2019年末から改修工事のため休館しており、2021年9月に完成。2021年4月には館名を泉屋博古館分館から泉屋博古館東京に変更した。今回の改修ではミュージアムショップ、ガラスメーカーハリオ(HARIO)直営のカフェ、講堂を新設したほか、展示スペースを拡張。よりゆったりとした観賞が可能になった。
リニューアルオープンを記念して、展覧会『泉屋博古館東京リニューアルオープン記念展Ⅰ 日本画トライアングル 画家たちの大阪・京都・東京』が、2022年5月8日(日)まで開催中。展示は大阪・京都・東京の三都で活躍した近代の日本画家の作品で構成され、各都市で異なる展開をした明治・大正・昭和の日本画壇を横断的に眺める内容だ。「地域性」という観点で切り取ることで、ローカルな個性や表現を立体的に観賞できる貴重な機会である。
まず目を引くのは、近年人気が高まっている木島櫻谷(このしま・おうこく)の屏風『柳桜図』だ。館長の野地耕一郎が「柳の葉がシャラシャラと音を立てるようだ」と形容する、新緑の柳と山桜を描いた作品からは春の穏やかな空気が感じられる。
日本画の革新派の一人である東京の画家・橋本雅邦(はしもと・がほう)の『深山猛虎図』は、2年間の長期修復を終えて初の公開となる。明治時代に来日したアメリカの東洋美術史家にして哲学者でもあるアーネスト・フランシスコ・フェノロサの教えを受けて取り入れたという空間の表現は雄大だ。
三都ごとに美人画を見比べるというユニークな趣向の展示も見逃せない。尾竹国観(おたけ・こっかん)の『人物図』は、東京における日本画の挿絵風表現を見て取ることができる。
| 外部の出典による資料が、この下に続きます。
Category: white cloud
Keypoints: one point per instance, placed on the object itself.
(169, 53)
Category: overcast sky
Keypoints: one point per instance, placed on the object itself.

櫻谷の美人画『唐美人図』は京都の日本画らしい優麗な女性のたたずまいが特徴的だ。伝統の中に革新性を取り入れ、現代の女性を題材に描いた作品で、伏し目がちな少女の表情は印象に残るだろう。
細長い展示室にずらっと並べられた12幅からなる上島鳳山『十二ヶ月美人』は、大阪ならではのねっとりとした色香を感じさせる表現とともに、それぞれの美人図で展開する四季の移ろいが楽しめる。
京都画壇に属される原田西湖の『乾坤再明図』は天の岩戸をテーマにした作品。線描ではなく面でとらえる、光を感じさせる描写に注目してほしい。
このほか、ミュージアムショップでは住友コレクションをモチーフにしたグッズや、マスキングテープ、トートバッグ、クリアファイルなどオリジナルアイテムが購入できる。
カフェではハリオの器具で入れたスペシャリティコーヒーや紅茶、軽食を提供。店内はガラス張りになっており、緑豊かな庭を眺めながら一息つける。春の時期には桜が咲くので、展示の余韻が一層深まるだろう。また、ハリオ ランプワークファクトリー(HARIO Lampwork Factory)のガラスアクセサリーやコーヒー器具なども購入できる。
住友家の近代日本画コレクションは邸宅で実際に飾られるために、広い座敷と高い天井に見合う作品を画家に注文して描かせている。新しい空間で日本画の魅力と多様さを感じられる企画展を堪能してみては。